Saturday, July 19, 2014

Why euthanasia pioneers are changing their minds.

This article was written by Licia Corbella and published in the Calgary Herald.

Licia Corbella
By Licia Corbella, Calgary Herald columnist - July 18.


Recently, an influential and vocal supporter of euthanasia in the Netherlands changed his mind.

Theo Boer, who not only supported euthanasia, but was a member of one of five Dutch regional euthanasia review committees for nine years — which approved thousands of deaths — now admits that he “was wrong — terribly wrong.”

"I used to be a supporter of legislation. But now, with 12 years of experience, I take a different view,” writes Boer (whose column was published in the Herald on Friday, but was originally written for the Daily Mail in the U.K.) to urge British people to not head down the same “slippery slope” that the Netherlands has skated down at an alarming speed.

The numbers of Dutch residents who are seeking euthanasia “show an increase of 15 per cent annually, year after year,” complains Boer.
Theo Boer

“Euthanasia is on the way to becoming a default mode of dying for cancer patients,” he wrote.

Most troubling to Boer is the latest development in which the Dutch Right to Die Society, NVVE, has established a network of mobile euthanasia clinics, with the sole purpose of killing people who ask to die. “Doctors of the End of Life Clinic have only two options: administer life-ending drugs or send the patient away,” writes Boer.

In other words, don’t bother to seek anti-depressants or receive some grief counselling.
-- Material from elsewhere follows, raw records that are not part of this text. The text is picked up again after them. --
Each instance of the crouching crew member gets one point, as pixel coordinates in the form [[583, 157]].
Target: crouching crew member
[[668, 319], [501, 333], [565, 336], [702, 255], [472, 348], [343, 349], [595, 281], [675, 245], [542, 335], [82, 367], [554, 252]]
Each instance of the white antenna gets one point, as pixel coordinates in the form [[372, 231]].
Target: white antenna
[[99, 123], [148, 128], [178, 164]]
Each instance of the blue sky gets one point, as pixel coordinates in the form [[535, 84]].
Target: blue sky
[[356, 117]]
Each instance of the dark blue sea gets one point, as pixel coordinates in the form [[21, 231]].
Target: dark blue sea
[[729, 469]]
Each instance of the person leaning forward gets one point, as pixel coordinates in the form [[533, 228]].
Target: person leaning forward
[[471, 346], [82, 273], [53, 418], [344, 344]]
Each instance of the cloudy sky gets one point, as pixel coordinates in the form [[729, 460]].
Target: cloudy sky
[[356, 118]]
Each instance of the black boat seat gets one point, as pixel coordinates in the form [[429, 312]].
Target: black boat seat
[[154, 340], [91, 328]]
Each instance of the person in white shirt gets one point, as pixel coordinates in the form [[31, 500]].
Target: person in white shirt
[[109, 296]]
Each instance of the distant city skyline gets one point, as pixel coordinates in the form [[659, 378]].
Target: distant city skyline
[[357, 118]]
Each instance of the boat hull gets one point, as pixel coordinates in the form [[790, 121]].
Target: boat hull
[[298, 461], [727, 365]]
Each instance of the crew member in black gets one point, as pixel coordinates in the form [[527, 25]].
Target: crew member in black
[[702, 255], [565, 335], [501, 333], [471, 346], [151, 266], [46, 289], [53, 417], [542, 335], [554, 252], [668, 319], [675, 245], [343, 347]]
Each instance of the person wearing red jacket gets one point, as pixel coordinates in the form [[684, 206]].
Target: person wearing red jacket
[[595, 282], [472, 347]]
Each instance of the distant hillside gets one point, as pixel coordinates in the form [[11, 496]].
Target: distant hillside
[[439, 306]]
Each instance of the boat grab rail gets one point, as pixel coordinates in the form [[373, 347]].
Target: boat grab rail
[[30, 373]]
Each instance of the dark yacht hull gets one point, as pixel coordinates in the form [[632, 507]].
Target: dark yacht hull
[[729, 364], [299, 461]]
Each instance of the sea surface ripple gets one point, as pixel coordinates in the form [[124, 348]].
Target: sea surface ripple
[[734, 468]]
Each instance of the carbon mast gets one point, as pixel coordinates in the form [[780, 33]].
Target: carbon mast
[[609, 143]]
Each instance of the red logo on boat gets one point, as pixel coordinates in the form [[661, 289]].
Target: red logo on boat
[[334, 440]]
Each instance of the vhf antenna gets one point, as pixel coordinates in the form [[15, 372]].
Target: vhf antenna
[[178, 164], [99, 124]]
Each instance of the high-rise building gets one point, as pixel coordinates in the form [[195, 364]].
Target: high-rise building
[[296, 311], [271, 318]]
It’s death or nothing. Nice. The new face of compassion.

In the first years after euthanasia became legal in the Netherlands in 2001, “hardly any patients with psychiatric illnesses or dementia were killed by their physicians, but those “numbers are now sharply on the rise,” states Boer.


Many of “those given euthanasia or assisted suicide consisted of being aged, lonely or bereaved. Some of these patients could have lived for years or decades,” he adds.
It’s a wonder that it’s taken Boer this long to acknowledge the vertical skating rink that is euthanasia and assisted suicide in the Netherlands.

Long before euthanasia and physician-assisted suicide were legalized in the Netherlands, it was taking place quite openly. What started out as a plan to help elderly, terminally ill patients to die only after expressed consent, has metastasized into a Frankenstein monster. Now doctors can kill: depressed teenagers, in some cases without parental consent, people with dementia and infants who are born with deformities — and are clearly incapable of providing consent.

Other longtime proponents of euthanasia and physician-assisted suicide are starting to speak out about the mobile death squad free-for-all in the Netherlands.

Dr. Boudewijn Chabot, a Dutch psychiatrist, has been quoted as saying on the Dutch TV program Nieuwsuur that the law “has gone off the rails.”

This from the very man who was convicted in 1991 for killing a healthy, sane 50-year-old woman who was depressed because one of her sons committed suicide, another died from illness and her husband left her.

Most parents would acknowledge that losing a child constitutes unbearable suffering and would lead to depression, but this woman needed counselling and compassion, not a lethal injection.

In 1994, the Supreme Court in the Netherlands upheld the lower court ruling concluding that Chabot was guilty but shouldn’t be punished and could continue practising medicine. So, even Chabot, a euthanasia pioneer who believes it’s OK to kill a sane, healthy 50-year-old social worker, says the slippery slope of euthanasia in the Netherlands has grown too steep. That should make your head spin!

Boer says another reason for his conversion away from euthanasia is how it is affecting doctors.

“Whereas the law sees assisted suicide and euthanasia as an exception, public opinion is shifting toward considering them rights, with corresponding duties on doctors to act,” writes Boer.

“A law that is now in the making obliges doctors who refuse to administer euthanasia to refer their patients to a ‘willing’ colleague.” In other words, doctors who went into their profession to heal and help people, will soon be compelled to kill or be an accessory to what many people will always view as pre-meditated murder.

Alex Schadenberg, executive director of the Euthanasia Prevention Coalition, says Quebec’s Bill 52 would force that province’s doctors to refer patients who wanted to be killed to their superior despite their objection on moral or professional grounds.

In his column, Boer wonders if the law either wasn’t properly crafted in Holland, or whether “the mere existence of such a law is an invitation to see assisted suicide and euthanasia as a normality instead of a last resort?”

Schadenberg believes it’s the latter. So do I.

“Once the genie is out of the bottle,” concludes Boer, “it is not likely to ever go back in again.”

Canadians must resolve to keep that genie locked away.